My company recently upgraded to a MySQL8 cloud SQL database. We wanted to make it compatible with 5.7 as well, so we are using utf8mb4_unicode_ci as the collation for the db. We set our collation_connection to match as well. We also have used the skip client handshake flag as well.
When I connect through the CLI and query the collation, it reflects utf8mb4_unicode_ci, as it takes the server default collation. When we connect through the proxy, it also takes MySQL8 default (utf8mb4_0900_ai_ci), and I am unsure why it doesn't take the default since we ignore the client handshake.
The Cloud SQL Proxy does not manage MySQL configuration settings, including collation settings. The collation_connection parameter is a system variable within MySQL, and it cannot be set within the Cloud SQL Proxy configuration because the proxy does not have a configuration file for MySQL settings.
In Google Cloud SQL, you do not have direct access to the MySQL configuration files. The settings are managed by Google Cloud, and you can only change certain settings via the Google Cloud Console or the gcloud command-line tool.
To ensure that your connections through the Cloud SQL Proxy use the utf8mb4_unicode_ci collation, you will need to set this collation for your database within the Google Cloud Console or by using the gcloud command-line tool.
Here's how you can set the character set and collation for a database in Google Cloud SQL:
Using the Google Cloud Console:
Using the gcloud Command-Line Tool:
To create a new database with a specific character set and collation:
gcloud sql databases create [DATABASE_NAME] --instance=[INSTANCE_NAME] --charset=utf8mb4 --collation=utf8mb4_unicode_ci
To modify an existing database:
gcloud sql databases patch [DATABASE_NAME] --instance=[INSTANCE_NAME] --charset=utf8mb4 --collation=utf8mb4_unicode_ci
After setting the character set and collation for the database, ensure that your application's database connection settings are also correctly configured to use utf8mb4 and utf8mb4_unicode_ci.
If you are connecting to the database using a client library or a database management tool, you can execute the SET NAMES 'utf8mb4' COLLATE 'utf8mb4_unicode_ci';
command after establishing the connection to ensure that the session uses the correct character set and collation.
So the database is currently set to utf8mb4 and utf8mb4_unicode_ci for collation. If you connect through the Google Cloud Console, the collation_connection is set to utf8mb4_unicode_ci; however, if you connect to the CloudSQL instance through the proxy, it still shows the utf8mb4_0900_ai_ci.

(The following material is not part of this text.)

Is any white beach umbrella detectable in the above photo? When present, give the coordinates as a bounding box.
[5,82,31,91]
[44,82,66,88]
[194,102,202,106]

If the client handshake specifies a different character set or collation than the database instance is configured to use, the database instance will use the client's preferred character set and collation. This is why you are seeing the utf8mb4_0900_ai_ci collation when you connect through the proxy, even though the database is configured to use the utf8mb4_unicode_ci collation.
To ensure that all connections to the database use the utf8mb4_unicode_ci collation, you can configure your database client to explicitly set the collation for each connection.
After connecting to the database through the Cloud SQL Proxy, execute the following SQL command:
SET NAMES 'utf8mb4' COLLATE 'utf8mb4_unicode_ci';
It sets the character set and collation for the current connection to utf8mb4 and utf8mb4_unicode_ci, respectively.
By ensuring that the collation is explicitly set for each connection, you can avoid issues related to the default collation used by the Cloud SQL Proxy and ensure that all connections to the database use the utf8mb4_unicode_ci collation.